Beginning June 1, a daily bag limit of 200 sea cucumbers will be imposed on a relatively small group of professional fish collectors licensed to catch commercial quantities of the sea cucumbers, an invertebrate animal.

That limit of 200 daily likely would force the Florida Sea Cucumber processing facility on Ramrod Key to close, company owner Eric Lee said earlier this week.

The Florida Marine Life Association, the only professional organization for the state's 160 licensed commercial fish collectors, strongly supported the 200-cucumber daily limit.

About 14,000 to 16,000 Florida sea cucumbers typically are sold alive for use in saltwater aquariums annually.

The prospect of increasing that harvest by a factor of three or more to supply a potential Asian market that uses sea cucumbers as a prized food or nutritional supplement concerned state biologists.

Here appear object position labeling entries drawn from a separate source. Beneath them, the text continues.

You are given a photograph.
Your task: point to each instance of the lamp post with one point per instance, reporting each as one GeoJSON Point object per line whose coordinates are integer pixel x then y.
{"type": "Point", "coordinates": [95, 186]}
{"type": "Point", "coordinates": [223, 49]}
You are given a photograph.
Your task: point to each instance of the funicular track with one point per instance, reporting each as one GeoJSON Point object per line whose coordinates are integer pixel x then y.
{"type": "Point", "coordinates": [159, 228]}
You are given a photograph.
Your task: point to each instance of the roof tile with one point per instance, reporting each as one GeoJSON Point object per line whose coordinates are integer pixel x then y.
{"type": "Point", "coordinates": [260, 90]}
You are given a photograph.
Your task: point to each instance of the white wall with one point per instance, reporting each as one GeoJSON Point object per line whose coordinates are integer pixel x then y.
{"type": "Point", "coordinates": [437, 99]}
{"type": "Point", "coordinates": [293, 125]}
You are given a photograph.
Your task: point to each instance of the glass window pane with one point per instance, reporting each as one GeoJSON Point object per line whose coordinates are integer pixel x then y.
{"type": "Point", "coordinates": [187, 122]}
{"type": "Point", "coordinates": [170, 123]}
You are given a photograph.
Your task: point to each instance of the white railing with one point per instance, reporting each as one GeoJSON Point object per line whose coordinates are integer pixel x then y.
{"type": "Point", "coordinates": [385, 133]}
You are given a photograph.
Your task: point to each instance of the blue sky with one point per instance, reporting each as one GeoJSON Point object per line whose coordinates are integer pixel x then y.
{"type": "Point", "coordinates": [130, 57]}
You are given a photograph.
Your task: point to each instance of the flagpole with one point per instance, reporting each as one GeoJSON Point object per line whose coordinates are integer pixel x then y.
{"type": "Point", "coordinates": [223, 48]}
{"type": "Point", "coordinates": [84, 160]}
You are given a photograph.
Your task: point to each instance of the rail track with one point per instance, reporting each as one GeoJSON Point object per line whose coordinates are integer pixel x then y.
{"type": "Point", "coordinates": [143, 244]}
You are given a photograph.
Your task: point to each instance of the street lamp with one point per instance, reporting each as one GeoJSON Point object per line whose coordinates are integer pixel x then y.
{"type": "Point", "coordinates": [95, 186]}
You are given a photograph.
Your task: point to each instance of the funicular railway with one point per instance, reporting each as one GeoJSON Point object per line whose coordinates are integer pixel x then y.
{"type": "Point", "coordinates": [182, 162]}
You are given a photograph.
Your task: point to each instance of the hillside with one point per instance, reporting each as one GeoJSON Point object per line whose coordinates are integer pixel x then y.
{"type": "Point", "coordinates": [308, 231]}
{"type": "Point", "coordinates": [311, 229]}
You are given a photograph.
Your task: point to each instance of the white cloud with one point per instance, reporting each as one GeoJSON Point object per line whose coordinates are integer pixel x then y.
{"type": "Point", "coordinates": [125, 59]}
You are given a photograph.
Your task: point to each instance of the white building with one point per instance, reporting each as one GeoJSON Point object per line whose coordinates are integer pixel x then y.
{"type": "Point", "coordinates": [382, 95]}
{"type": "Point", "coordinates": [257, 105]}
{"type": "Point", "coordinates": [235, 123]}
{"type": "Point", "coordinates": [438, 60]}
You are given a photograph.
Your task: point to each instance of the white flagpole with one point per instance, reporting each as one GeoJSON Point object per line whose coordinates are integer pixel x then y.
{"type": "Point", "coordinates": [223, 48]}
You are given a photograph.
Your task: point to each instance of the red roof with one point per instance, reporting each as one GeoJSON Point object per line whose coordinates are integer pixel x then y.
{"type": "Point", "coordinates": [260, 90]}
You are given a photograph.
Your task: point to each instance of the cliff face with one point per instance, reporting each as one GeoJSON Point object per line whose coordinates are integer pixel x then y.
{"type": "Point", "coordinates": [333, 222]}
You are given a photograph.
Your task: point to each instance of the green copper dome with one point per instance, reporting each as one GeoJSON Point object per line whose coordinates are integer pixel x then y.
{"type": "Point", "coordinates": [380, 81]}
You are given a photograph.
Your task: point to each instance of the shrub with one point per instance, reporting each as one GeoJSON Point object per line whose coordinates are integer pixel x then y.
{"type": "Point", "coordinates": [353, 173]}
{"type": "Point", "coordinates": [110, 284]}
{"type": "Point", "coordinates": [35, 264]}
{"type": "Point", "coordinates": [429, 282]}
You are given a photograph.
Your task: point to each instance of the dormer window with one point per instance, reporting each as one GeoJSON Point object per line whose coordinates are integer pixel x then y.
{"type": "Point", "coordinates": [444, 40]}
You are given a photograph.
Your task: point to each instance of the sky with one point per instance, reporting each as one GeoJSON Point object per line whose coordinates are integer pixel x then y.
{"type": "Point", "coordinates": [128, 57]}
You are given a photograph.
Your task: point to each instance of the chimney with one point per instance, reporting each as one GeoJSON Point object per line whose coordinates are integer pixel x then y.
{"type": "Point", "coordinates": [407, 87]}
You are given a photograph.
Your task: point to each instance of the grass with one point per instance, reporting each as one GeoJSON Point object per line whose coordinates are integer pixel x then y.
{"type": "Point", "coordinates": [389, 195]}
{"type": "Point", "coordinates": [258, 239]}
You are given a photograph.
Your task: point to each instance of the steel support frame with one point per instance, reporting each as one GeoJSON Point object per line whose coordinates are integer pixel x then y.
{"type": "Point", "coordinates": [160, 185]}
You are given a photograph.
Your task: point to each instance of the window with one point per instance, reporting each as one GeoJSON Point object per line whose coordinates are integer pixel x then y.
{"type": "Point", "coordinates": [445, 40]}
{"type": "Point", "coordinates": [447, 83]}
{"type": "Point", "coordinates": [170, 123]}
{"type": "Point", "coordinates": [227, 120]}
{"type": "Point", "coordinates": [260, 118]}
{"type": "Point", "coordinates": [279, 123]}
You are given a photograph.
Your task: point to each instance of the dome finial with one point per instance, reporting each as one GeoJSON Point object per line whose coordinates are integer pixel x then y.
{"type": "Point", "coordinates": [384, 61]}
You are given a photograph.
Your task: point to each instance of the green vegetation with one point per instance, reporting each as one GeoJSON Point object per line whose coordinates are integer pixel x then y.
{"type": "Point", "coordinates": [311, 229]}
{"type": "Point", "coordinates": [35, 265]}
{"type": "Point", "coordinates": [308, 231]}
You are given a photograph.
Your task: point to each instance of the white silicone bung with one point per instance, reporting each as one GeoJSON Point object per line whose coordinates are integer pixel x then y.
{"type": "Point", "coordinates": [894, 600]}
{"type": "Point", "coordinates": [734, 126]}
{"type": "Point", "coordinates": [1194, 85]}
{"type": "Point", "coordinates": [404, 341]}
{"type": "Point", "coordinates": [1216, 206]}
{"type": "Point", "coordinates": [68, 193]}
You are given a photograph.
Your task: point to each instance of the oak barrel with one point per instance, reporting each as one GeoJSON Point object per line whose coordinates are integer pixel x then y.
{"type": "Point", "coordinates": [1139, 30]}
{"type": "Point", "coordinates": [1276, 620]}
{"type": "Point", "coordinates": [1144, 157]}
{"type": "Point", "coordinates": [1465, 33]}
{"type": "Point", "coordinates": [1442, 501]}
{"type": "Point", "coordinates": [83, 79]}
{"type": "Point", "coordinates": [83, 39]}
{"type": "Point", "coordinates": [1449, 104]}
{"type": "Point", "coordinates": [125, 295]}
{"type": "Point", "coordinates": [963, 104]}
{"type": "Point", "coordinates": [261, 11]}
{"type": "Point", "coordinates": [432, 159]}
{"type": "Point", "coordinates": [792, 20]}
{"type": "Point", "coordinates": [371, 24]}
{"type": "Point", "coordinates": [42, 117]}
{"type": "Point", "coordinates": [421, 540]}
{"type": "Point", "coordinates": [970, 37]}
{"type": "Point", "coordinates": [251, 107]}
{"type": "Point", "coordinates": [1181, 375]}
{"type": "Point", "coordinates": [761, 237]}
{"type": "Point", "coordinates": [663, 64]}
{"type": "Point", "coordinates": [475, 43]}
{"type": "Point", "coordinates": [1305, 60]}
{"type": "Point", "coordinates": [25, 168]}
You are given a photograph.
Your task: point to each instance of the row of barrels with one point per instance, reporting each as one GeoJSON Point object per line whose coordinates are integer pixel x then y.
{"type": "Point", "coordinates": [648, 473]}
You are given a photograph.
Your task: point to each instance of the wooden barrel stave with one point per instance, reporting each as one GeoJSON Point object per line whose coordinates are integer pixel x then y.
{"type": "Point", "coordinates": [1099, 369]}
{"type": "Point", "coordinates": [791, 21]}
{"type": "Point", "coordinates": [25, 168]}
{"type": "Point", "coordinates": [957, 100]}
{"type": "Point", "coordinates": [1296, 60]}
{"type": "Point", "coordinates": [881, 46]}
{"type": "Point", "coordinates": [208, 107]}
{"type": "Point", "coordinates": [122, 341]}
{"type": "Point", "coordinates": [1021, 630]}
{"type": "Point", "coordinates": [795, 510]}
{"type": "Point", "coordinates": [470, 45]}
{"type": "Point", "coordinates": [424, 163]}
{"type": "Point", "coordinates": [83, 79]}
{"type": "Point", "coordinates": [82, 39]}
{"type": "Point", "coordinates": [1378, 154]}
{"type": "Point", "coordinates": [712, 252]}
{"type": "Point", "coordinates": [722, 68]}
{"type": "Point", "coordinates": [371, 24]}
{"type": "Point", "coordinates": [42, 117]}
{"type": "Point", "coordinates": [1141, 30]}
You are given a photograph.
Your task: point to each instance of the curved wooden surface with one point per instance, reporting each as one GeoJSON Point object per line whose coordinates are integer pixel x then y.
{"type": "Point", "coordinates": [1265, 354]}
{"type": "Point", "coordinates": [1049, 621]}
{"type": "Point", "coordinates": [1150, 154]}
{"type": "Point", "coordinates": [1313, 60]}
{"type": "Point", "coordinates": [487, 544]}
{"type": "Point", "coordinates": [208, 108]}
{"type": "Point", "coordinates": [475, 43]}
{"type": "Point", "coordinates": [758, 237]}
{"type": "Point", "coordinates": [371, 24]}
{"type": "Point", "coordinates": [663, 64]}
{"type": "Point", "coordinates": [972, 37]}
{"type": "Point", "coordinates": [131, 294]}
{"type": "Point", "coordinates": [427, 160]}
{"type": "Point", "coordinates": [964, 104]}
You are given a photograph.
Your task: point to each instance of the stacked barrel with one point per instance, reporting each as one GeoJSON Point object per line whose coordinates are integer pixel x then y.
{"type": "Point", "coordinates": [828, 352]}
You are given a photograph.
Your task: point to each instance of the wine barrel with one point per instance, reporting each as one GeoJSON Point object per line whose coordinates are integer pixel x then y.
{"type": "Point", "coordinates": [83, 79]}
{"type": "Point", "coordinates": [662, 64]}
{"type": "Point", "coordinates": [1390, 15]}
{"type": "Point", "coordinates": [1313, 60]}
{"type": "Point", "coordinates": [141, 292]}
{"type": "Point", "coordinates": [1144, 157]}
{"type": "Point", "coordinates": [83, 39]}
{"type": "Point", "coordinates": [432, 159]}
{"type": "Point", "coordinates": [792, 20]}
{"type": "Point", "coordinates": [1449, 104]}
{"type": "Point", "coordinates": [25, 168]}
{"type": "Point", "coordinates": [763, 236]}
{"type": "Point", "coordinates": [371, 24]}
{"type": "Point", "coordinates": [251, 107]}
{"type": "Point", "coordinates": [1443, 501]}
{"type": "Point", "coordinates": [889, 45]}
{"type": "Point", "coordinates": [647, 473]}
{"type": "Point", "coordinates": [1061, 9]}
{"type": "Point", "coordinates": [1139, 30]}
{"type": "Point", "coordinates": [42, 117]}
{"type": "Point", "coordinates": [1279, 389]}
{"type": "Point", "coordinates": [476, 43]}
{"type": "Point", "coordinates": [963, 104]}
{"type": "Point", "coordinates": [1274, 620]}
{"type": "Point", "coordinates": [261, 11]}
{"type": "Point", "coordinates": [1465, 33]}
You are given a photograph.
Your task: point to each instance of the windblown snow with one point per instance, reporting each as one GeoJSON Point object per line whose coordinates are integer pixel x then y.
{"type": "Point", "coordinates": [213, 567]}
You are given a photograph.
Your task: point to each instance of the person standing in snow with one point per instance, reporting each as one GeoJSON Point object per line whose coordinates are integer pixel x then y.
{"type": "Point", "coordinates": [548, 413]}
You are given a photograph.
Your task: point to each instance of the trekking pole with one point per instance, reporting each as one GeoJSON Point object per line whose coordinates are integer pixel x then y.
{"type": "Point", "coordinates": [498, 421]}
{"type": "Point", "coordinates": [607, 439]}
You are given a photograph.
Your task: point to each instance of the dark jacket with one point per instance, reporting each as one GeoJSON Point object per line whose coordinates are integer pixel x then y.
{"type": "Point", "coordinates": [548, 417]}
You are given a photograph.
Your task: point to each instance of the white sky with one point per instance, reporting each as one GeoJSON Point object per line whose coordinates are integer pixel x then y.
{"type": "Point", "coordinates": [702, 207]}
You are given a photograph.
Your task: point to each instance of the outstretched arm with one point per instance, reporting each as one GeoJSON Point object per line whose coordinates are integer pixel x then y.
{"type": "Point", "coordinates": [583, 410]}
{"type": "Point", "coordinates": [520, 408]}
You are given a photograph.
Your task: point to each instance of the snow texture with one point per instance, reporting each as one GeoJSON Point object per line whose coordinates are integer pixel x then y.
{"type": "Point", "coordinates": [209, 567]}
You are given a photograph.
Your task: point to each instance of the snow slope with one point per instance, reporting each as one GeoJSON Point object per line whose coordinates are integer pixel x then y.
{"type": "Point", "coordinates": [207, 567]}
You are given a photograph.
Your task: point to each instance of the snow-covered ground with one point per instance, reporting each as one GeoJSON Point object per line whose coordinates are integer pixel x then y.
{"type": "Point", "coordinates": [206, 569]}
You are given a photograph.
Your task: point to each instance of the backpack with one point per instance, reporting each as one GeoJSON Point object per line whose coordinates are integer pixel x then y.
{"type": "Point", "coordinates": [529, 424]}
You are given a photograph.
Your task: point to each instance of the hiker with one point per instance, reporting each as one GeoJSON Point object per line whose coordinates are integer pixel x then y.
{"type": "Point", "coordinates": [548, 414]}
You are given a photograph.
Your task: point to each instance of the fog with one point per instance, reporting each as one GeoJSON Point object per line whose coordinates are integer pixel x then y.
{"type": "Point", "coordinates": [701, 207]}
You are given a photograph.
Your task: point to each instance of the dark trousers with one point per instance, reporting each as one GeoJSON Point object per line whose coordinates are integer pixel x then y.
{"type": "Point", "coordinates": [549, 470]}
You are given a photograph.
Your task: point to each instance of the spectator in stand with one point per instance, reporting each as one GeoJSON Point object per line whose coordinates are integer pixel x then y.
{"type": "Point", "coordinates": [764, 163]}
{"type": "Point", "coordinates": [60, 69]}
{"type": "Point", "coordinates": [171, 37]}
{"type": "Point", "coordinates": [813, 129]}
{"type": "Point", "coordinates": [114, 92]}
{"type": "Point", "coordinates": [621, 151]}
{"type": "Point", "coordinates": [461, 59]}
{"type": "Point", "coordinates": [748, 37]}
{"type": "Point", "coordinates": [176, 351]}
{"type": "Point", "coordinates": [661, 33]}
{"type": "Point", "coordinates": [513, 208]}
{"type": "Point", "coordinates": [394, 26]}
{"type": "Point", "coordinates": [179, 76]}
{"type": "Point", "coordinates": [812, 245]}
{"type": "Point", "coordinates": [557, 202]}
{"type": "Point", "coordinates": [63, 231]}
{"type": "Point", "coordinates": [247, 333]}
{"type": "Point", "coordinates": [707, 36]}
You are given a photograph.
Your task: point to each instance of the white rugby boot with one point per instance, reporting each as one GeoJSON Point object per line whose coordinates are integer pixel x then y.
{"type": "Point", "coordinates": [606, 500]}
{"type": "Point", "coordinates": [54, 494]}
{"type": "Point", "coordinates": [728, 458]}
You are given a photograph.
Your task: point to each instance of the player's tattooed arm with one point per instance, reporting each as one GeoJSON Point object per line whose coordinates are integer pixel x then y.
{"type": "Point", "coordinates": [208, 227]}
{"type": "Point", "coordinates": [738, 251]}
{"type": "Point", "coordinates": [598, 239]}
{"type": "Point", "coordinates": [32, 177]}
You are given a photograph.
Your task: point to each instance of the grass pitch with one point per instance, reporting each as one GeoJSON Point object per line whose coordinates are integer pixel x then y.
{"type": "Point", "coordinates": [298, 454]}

No one knows how many Florida sea cucumbers exist or how many could be taken without endangering the population, biologists said.

"The rapid, unregulated development of sea cucumber export fisheries elsewhere in the world has led to fishery collapses and sea cucumber depletions," said an FWC spokesman said.

"Sea cucumbers are vulnerable to overfishing due to their sedentary nature, which makes them easy to locate and collect," according to the FWC. "They are ecologically important as they help cycle nutrients in nutrient-poor tropical reefs and oxygenate sediments."

In another issue of Keys concern, the FWC, meeting in Havana, near Tallahassee, moved toward increasing the harvest of invasive lionfish.

"Anything we can do to limit new lionfish introductions and further facilitate the development of a commercial market for this invasive species is a step in the right direction," said state Rep. Holly Raschein (D-Key Largo), sponsor of a legislative bill to ban importation of live lionfish and the aquaculture of lionfish.

The FWC endorsed passage of the bill.

Lionfish harvest

If approved at a final public hearing in June, the FWC will allow the harvest of lionfish when diving with a scuba rebreather, a device that does not emit bubbles (basically, divers rebreathe their own air) and allows divers to remain submerged longer.

Currently, rebreathers cannot be used to spearfish.

The state also seeks to create a new permit that allowing participants in approved tournaments or organized events to spear lionfish or other invasive species in waters where spearfishing is not normally legal.

Lionfish are a voracious, fast-breeding Pacific species that has no natural predators in the Atlantic Ocean. An increase in lionfish numbers could threaten native fish species.